Mots de tête

Avec l’Hôpital , l’oeuvre méconnue mais essentielle du Marocain Ahmed Bouanani refait surface.

Anaïs Heluin  • 29 novembre 2012 abonné·es

Enfermé dans sa carcasse moribonde, emmuré dans des pensées intransmissibles, le narrateur à la première personne de l’Hôpital, du Marocain Ahmed Bouanani (1938-2011), fait tourner les mots en rond dans sa caboche cabossée. Un rythme précipité, un mélange de couleurs exaltées et de teintes dépressives en résultent et débouchent sur une perte de tous repères, géographiques autant qu’historiques. C’est que le penseur lunatique est enfermé depuis une durée indéterminée dans un hôpital aux règles rigides mais à la raison d’être on ne peut plus floue.

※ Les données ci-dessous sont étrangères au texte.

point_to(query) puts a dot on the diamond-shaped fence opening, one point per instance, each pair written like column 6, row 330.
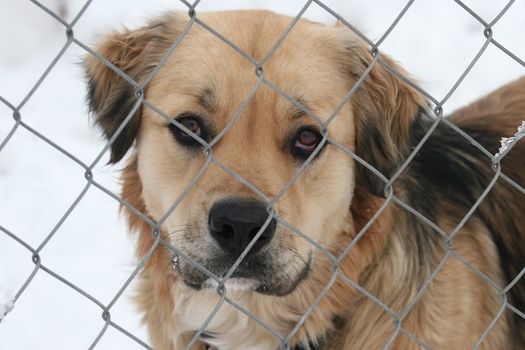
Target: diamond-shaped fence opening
column 109, row 322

Mouroir pour malades incurables, asile pour subversifs remontés contre le pouvoir ou simple hôpital pour tuberculeux pareil à celui qu’a fréquenté quelque temps l’auteur lui-même ? Un peu tout cela, sans doute. Et aussi métaphore des difficiles conditions de création et de diffusion au Maroc, qui valurent à Ahmed Bouanani l’oubli presque total de son œuvre littéraire et cinématographique. Le narrateur est écrivain. De quoi il parle, de quelle manière, nous n’en aurons aucune idée : la torpeur qui l’entoure a bien plus de densité que ses romans ou poèmes composés, dirait-on, à une époque lointaine, presque oubliée lorsque se déverse le flux verbal de l’Hôpital. Publié au Maroc en 1990, ce court roman est d’ailleurs lui aussi resté longtemps prisonnier d’une apathie, celle des milieux culturels marocains. Aussi peut-on voir dans la bande de «   fous remontant à la surface de l’oubli, en djellaba, en jean, en haillons, torse nu, biceps et poitrail en avant, gonflés comme des pains de sucre » que côtoie l’écrivain maudit une métaphore de la mollesse d’une société. À la fois victime et symbole de la décadence de cette dernière, les patients de l’asile-hôpital, tous plus délurés les uns que les autres, passent leur temps à attendre la mort comme on court après une chimère.

Pour se divertir, ils s’inventent sans y croire des passés glorieux, des passions à la Lol V. Stein, de Marguerite Duras, construites autour d’un vide à combler à tout prix. Traversée onirique des stratégies de contournement du temps et de la douleur, le récit révèle l’air de rien les issues de secours encore cachées dont dispose le peuple marocain. Et si celles-ci flirtent avec la folie, c’est que, dans l’éloignement de la pensée dominante, réside l’unique espoir de lendemains meilleurs. Très imagée, superbement analogique, l’écriture d’Ahmed Bouanani en témoigne avec force.